Sustainability Management School (SUMAS) is a private business school focused on sustainability and a responsible management education (UN Sustainable Development Knowledge Program, Voluntary Initiative). This training center was founded in 2012 by Ivana Modena  with the mission of Inspiring Innovative Leaders.

SUMAS's main campus is based in the headquarters of the International Union for Conservation of Nature (IUCN) and World Wide Fund for Nature (WWF), just neighbors without any connection, in Gland in the French-speaking part of Switzerland. Moreover, the school has recently opened its second campus in Milan, Italy, in which students can attend all bachelor programs as well as graduate programs specializing in Sustainability Management and Sustainable Fashion Management.

Programs 

SUMAS offers private degree programs for different educational programs to all students coming of different ages, and up to IBCP and Bachelors, Masters, MBA, and Doctoral Degrees.

Undergraduate programs 

 Bachelor of Business Administration (BBA) in Sustainability Management.
 Bachelor of Business Administration (BBA) in Sustainable tourism Management.
 Bachelor of Business Administration (BBA) in Finance and Responsible Investment.
 Bachelor of Business Administration (BBA) in Sustainable Hospitality Management.
 Bachelor of Business Administration (BBA) in Sustainable Fashion Management.

Graduate programs

Master's programs 

All Master's programs are offered both on-campus and online.

 Master in Sustainability Management (MAM) 
 Master in Sustainable Fashion Management (MAM) 
 Master in Sustainable Hospitality Management (MAM) 
 Master in Sustainable Tourism Management (MAM)

MBA programs 

All MBA programs are offered both on-campus and online.

 Master of Business Administration (MBA) in Sustainability Management 
 Master of Business Administration (MBA) in Sustainable Fashion Management 
 Master of Business Administration (MBA) in Finance and Responsible Investment 
 Master of Business Administration (MBA) in Sustainable Tourism Management 
 Master of Business Administration (MBA) in Sustainable Hospitality Management

Doctorate programs 

 Doctorate of Business Administration (DBA) in Sustainability Management

Other programs 

 Certificate of Advance Studies (CAS).
International Baccalaureate Career-related Programme (IBCP) in Business & Sustainability.

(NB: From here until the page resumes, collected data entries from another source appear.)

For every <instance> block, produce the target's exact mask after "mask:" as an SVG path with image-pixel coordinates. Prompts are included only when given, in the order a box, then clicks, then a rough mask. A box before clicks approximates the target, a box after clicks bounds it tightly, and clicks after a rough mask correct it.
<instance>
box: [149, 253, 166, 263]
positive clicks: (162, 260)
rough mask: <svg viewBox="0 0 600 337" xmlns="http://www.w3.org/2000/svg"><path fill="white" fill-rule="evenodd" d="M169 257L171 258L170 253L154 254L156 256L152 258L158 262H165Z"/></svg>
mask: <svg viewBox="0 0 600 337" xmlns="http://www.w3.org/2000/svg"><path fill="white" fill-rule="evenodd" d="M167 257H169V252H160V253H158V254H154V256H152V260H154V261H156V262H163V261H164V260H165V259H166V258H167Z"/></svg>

Accreditation, Memberships, and Achievements

Accreditation 

Sustainability Management School does not hold the institutional accreditation (AAQ) to award reputable academic higher education degrees in Switzerland.

Programmatic private accreditation granted by the Accreditation Council for Business Schools and Programs (ACBSP) in 2016.
programmatic accreditations (ACBSP) do not guarantee recognition for qualifications, exams or programs passed, from said Institutions.

Affiliations & Memberships
 R20 Regions of Climate Action (R20) 
 Principles for Responsible Management Education (PRME) 
 The United Nations Global Compact (UNGC)  initiative, both Swiss and Russian networks.
 Chambre Vaudoise du Commerce et de l’Industrie (CVCI). 
Member of Swiss Private School Register. 3  search display

Ranking 
The school's Online MBA in Sustainability Management was named 18th among The 23 Best Online MBA Programs in Sustainability for 2017–2018. Moreover, Sustainability Management School achieved 4 out of 5 QS Quacarelli Simonds Stars in 2017.

Campuses

Switzerland
SUMAS is headquartered in the city of Gland, between Geneva and Laussane. Its Swiss campus is a city campus with different buildings, including:

 IUCN Campus, in the  International Union for Conservation of Nature Conservation Center.

 SUMAS Learning Center (SLC) across from the IUCN Campus. This is where teaching facilities are located.

Italy
SUMAS opened in February 2020 its brand new campus in Milan, Italy. Located in BASE Milano, students can attend Sustainability Management and Sustainable Fashion Management programs in this campus.